Tersangka M sempat masuk mandi dalam kamar mandi Villa Tekek sekitar pukul 20.00 WITA selama lebih dari 20 menit. Namun sebelum mandi, tersangka M sempat membangunkan Kompol Yogi dan melihat Ipda HC di depan teras Villa Tekek Gili Trawangan.
"Dalam kasus rentan sebagian memori terkait kejadian hilang (lupa), kemungkinan kuat karena memang saat kejadian masih dalam kondisi kehilangan sebagian kesadaran karena pengaruh obatan riklona dan inex. Setelah kejadian dalam waktu sekitar 2 minggu, M terus mengkonsumsi obat riklona karena tuntutan kerjaan dan masih stres tiap mengingat kejadian yang tidak pernah disangka yakni kematian Brigadir Nurhadi," jelas Yan.
Keterangan tiga tersangka hampir sama yaitu tidak mengetahui peristiwa penganiayaan kepada Brigadir Nurhadi.
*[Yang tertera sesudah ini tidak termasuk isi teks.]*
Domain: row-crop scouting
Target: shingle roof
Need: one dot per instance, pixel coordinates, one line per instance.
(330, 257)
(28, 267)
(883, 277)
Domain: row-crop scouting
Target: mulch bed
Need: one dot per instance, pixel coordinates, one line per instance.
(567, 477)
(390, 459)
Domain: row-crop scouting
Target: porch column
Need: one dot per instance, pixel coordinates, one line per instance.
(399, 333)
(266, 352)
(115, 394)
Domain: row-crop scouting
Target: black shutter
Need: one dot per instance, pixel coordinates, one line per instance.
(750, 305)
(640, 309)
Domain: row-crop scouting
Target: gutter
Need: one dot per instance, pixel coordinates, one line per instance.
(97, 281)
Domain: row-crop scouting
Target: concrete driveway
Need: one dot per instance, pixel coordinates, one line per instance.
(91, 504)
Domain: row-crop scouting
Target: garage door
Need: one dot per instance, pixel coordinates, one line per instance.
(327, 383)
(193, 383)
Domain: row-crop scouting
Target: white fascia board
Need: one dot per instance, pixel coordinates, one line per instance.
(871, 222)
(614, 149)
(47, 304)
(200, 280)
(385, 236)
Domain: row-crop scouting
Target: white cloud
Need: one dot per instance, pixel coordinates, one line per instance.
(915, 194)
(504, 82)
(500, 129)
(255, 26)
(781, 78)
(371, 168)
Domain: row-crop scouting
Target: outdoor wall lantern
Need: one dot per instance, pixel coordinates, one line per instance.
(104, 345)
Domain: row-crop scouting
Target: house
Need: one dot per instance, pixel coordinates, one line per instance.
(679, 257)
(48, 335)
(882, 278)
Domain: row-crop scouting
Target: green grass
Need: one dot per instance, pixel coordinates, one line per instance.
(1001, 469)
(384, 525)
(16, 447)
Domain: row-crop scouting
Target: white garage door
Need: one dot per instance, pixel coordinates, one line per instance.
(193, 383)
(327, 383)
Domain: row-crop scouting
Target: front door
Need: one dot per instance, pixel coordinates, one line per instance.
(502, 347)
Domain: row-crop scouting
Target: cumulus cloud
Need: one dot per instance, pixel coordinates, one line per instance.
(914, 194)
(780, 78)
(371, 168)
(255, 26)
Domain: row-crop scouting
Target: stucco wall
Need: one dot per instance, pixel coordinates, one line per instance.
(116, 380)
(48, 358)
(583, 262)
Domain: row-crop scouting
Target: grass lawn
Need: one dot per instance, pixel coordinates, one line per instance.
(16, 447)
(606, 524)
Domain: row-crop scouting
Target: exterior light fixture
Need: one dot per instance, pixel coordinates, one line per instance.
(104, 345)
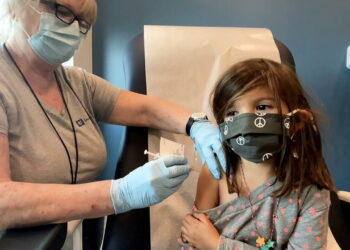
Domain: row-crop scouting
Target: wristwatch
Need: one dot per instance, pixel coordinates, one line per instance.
(195, 117)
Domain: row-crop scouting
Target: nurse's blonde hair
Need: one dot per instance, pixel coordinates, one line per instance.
(15, 7)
Namun berdasarkan hasil autopsi dari mayat Brigadir Nurhadi, ada tanda kekerasan akibat penganiayaan pada sekitaran bagian wajah, leher, lengan atas tangan kanan dan kiri, lutut, tengkuk, punggung, jeri kedua kaki kiri, lidah, kepala yang dialami korban sebelum ditenggelamkan ke dalam kolam.
Dalam kasus ini, kata Yan, berpotensi terjadinya proses hukum yang tidak jujur (unfair trial) yang mengakibatkan ketidakadilan dan terjadinya peradilan sesat bagi tersangka M. Alasannya, tersangka M baru pertama kali bertemu dengan Brigadir Nurhadi di hari kejadian yaitu beberapa jam sebelum waktu kematiannya.
Sehingga tidak memiliki motif untuk melakukan penganiayaan atau turut serta karena kelalaian mengakibatkan kematian Brigadir Nurhadi. Berbeda dengan Kompol Yogi dan Ipda HC adalah atasan langsung dari korban Brigadir Nurhadi yang sudah dikenal lama. Sehingga memiliki relasi kekuasaan yang begitu kuat antara atasan dengan bawahan.
Kompol Yogi dan Ipda HC telah memiliki banyak pengalaman menangani kasus. Sehingga berpotensi mampu memanipulasi sebuah kasus secara langsung atau dibantu orang lain dan petunjuknya hal itu bisa dilakukan adalah Ipda HC membawa jenazah ke RS Bhayangkara tidak sesuai dengan prosedur yang ada.